De lá para cá já vimos de tudo um pouco. Uma das modas cuja morte eu festejei era o que se poderia se chamar de “cozinha-da-erva-espetada”. Nos anos 1980, era chique espetar ramos de alecrim ou tomilho em tudo o que era prato. Durou ainda mais tempo a onda torre de Pisa: elementos empilhados um sobre o outro.
Ainda vejo muitas torres de Pisa por aí, mas o visual tornou-se démodé uns dez anos atrás, quando chefs descobriram os pratos-que-não-são-pratos. Passaram a servir comida sobre madeira, mármore, azulejos e ardósia. A ardósia, em especial, virou febre pelo mundo afora.
Passaram para outra quando a fama do dinamarquês René Redzepi alastrou-se e seu restaurante Noma foi eleito o número um do mundo. Subitamente, o cool era servir à maneira nova-nórdica, em cerâmica rústica em tons apagados, os ingredientes dispostos assimetricamente. Ele lançou também os legumes servidos quase do jeito que saíram da terra (alho-poró com raiz, por exemplo).
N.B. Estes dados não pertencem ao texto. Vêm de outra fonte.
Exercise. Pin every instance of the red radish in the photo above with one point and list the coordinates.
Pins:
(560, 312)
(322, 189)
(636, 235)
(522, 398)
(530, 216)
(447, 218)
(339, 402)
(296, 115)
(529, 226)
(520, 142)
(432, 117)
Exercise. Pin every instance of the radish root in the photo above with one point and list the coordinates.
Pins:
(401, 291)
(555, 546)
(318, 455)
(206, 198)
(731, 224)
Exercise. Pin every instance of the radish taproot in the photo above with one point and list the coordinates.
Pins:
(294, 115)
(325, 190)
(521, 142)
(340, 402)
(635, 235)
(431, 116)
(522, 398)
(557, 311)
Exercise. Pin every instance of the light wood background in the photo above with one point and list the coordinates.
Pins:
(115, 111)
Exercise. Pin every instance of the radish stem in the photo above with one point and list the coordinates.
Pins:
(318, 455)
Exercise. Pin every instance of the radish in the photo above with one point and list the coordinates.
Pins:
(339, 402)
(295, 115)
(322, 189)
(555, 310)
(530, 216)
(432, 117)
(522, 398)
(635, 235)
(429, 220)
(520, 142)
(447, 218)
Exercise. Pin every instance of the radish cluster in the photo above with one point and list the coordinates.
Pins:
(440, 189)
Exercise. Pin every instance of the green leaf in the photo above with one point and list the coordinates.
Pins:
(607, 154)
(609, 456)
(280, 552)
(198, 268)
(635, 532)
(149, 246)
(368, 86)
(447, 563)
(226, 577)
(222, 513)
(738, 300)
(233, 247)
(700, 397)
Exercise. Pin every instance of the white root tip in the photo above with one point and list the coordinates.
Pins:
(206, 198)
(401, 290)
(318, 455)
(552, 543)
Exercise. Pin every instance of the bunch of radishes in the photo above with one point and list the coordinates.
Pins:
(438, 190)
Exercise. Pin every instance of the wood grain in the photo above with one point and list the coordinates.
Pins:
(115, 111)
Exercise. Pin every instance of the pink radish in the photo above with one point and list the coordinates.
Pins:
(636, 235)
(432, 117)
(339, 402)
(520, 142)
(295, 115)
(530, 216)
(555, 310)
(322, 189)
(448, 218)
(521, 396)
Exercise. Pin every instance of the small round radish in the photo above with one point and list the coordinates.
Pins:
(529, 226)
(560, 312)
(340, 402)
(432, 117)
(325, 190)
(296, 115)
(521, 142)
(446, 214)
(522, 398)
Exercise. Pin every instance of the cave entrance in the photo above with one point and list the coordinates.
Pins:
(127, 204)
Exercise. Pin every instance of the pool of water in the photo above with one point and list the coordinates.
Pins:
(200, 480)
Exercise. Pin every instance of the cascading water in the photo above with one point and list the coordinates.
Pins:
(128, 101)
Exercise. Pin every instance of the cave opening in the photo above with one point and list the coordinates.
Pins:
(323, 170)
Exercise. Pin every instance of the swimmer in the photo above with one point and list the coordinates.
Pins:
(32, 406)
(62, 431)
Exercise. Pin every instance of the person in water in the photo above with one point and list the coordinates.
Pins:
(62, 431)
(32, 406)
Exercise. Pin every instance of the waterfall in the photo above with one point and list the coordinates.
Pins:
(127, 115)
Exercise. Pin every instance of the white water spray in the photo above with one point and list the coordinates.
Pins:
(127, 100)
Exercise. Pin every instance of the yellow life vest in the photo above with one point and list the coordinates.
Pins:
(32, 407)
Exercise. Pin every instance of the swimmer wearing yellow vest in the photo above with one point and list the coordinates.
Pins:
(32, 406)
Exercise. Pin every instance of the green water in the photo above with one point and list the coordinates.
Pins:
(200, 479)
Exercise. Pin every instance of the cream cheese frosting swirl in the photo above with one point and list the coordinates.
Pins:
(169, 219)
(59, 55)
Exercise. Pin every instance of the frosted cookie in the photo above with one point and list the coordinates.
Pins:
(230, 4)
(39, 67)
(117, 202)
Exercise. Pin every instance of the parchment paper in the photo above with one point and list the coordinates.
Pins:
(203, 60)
Esse visual segue vivo e forte. Mas os pontas de lança já estão em outra: o escondidinho. Há dias, no D.O.M., engoli de uma bocada uma deliciosa ostra que nem sequer vi: um finíssimo wafer de manga a cobria. O dinamarquês Christian Puglisi é craque nisso. Ele cobre um purê de tupinambo com flocos de quinoa e pó de café. O chef Dan Burns, do Luksus, no Brooklyn, em Nova York, também gosta de brincar de esconder. Seu crudo de vieira e ouriço do mar só se revela ao partir com o garfo um véu de pão escuro tostado.
Dos estilos de montar prato, prefiro esse, porque o elemento-surpresa gratifica e diverte. Só perderá a graça quando, como toda moda, alastrar-se em demasia.